Patients: Thirty-nine hospitalized patients with complicated parapneumonic effusions and a separate group of 191 patients admitted with community-acquired pneumonia.
Interventions: None.
Main outcome measures: Evaluation of physician practice patterns in managing complicated parapneumonic effusion and the impact of delaying thoracentesis (> or = 2 days after pleural fluid detection) or pleural drainage (> or = 2 days after pleural fluid criteria for drainage fulfilled) on duration of hospitalization, cost of hospitalization, and need for thoracotomy.

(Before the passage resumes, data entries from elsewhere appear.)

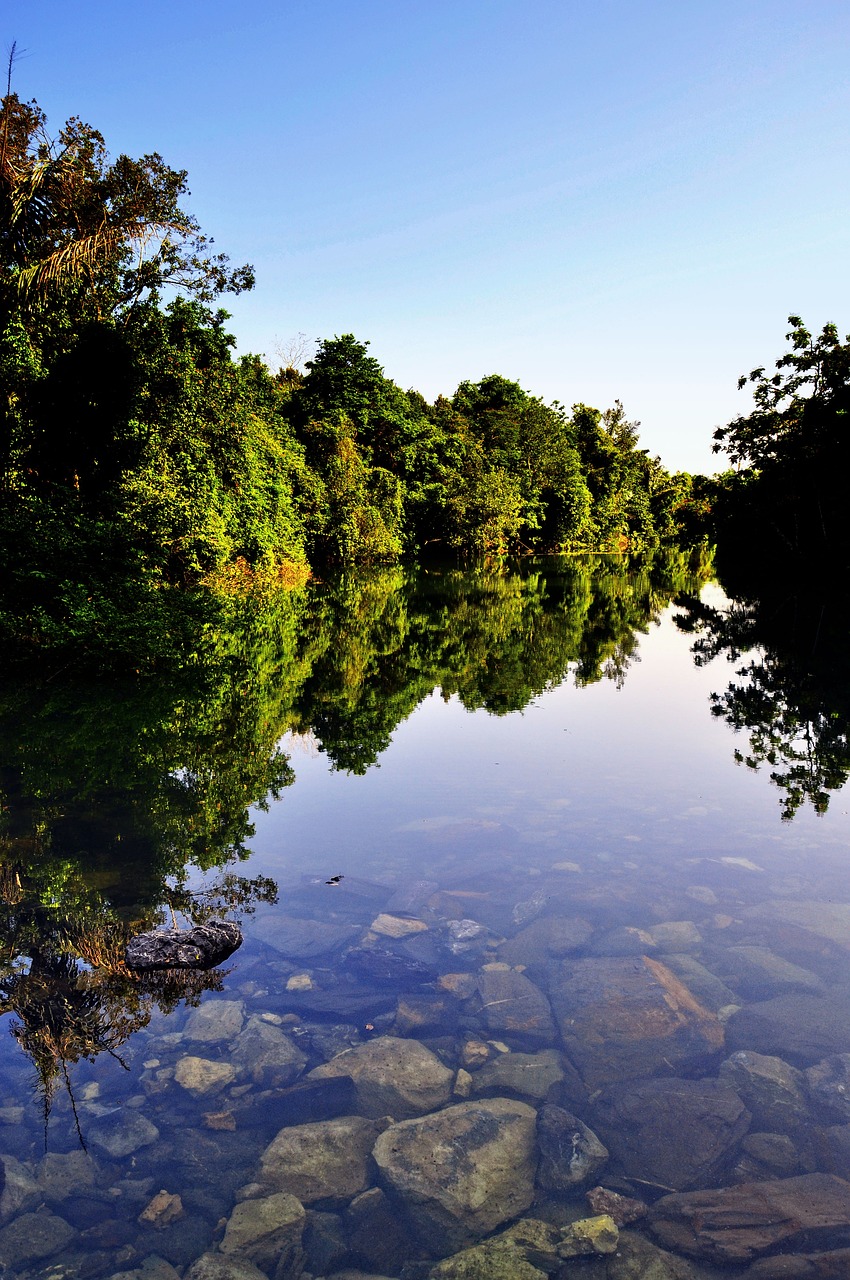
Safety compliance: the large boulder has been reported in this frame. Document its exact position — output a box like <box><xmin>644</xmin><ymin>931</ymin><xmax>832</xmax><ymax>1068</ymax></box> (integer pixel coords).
<box><xmin>219</xmin><ymin>1192</ymin><xmax>307</xmax><ymax>1275</ymax></box>
<box><xmin>309</xmin><ymin>1036</ymin><xmax>454</xmax><ymax>1120</ymax></box>
<box><xmin>538</xmin><ymin>1106</ymin><xmax>608</xmax><ymax>1192</ymax></box>
<box><xmin>552</xmin><ymin>956</ymin><xmax>723</xmax><ymax>1089</ymax></box>
<box><xmin>726</xmin><ymin>996</ymin><xmax>850</xmax><ymax>1066</ymax></box>
<box><xmin>260</xmin><ymin>1116</ymin><xmax>385</xmax><ymax>1204</ymax></box>
<box><xmin>479</xmin><ymin>969</ymin><xmax>554</xmax><ymax>1044</ymax></box>
<box><xmin>594</xmin><ymin>1079</ymin><xmax>750</xmax><ymax>1190</ymax></box>
<box><xmin>719</xmin><ymin>1050</ymin><xmax>810</xmax><ymax>1134</ymax></box>
<box><xmin>649</xmin><ymin>1174</ymin><xmax>850</xmax><ymax>1266</ymax></box>
<box><xmin>124</xmin><ymin>920</ymin><xmax>242</xmax><ymax>970</ymax></box>
<box><xmin>373</xmin><ymin>1098</ymin><xmax>536</xmax><ymax>1254</ymax></box>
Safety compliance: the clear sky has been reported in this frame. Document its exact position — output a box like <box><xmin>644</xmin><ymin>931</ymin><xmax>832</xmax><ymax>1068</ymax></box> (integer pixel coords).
<box><xmin>0</xmin><ymin>0</ymin><xmax>850</xmax><ymax>470</ymax></box>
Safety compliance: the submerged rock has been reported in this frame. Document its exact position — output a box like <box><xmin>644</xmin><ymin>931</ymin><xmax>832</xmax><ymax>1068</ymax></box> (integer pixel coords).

Results: Thirty-eight of the 39 patients with complicated parapneumonic effusions underwent thoracentesis that was "delayed" (5.7 +/- 3.1 days) in 16 patients. Delays in thoracentesis were associated with longer hospitalizations (P = .02). Laboratory tests ordered on nonpurulent pleural fluid were incomplete for 16 of 38 patients. Chest tube or surgical pleural drainage was delayed (4.2 +/- 3.5 days) in 10 of 38 patients who underwent thoracentesis. Delays in initiating drainage were associated with prolonged hospitalization (P = .04). Delaying interventions accounted for a mean cost increment per patient of $8462 for delayed thoracentesis and $9332 for delayed drainage. Of the 191 patients with community-acquired pneumonia, 99 (52%) had pleural effusions but only 15 (15%) underwent thoracentesis.
Conclusions: Physicians commonly delay thoracentesis and chest tube drainage to observe parapneumonic effusions for improvement. This practice pattern is associated with longer and more costly hospitalizations.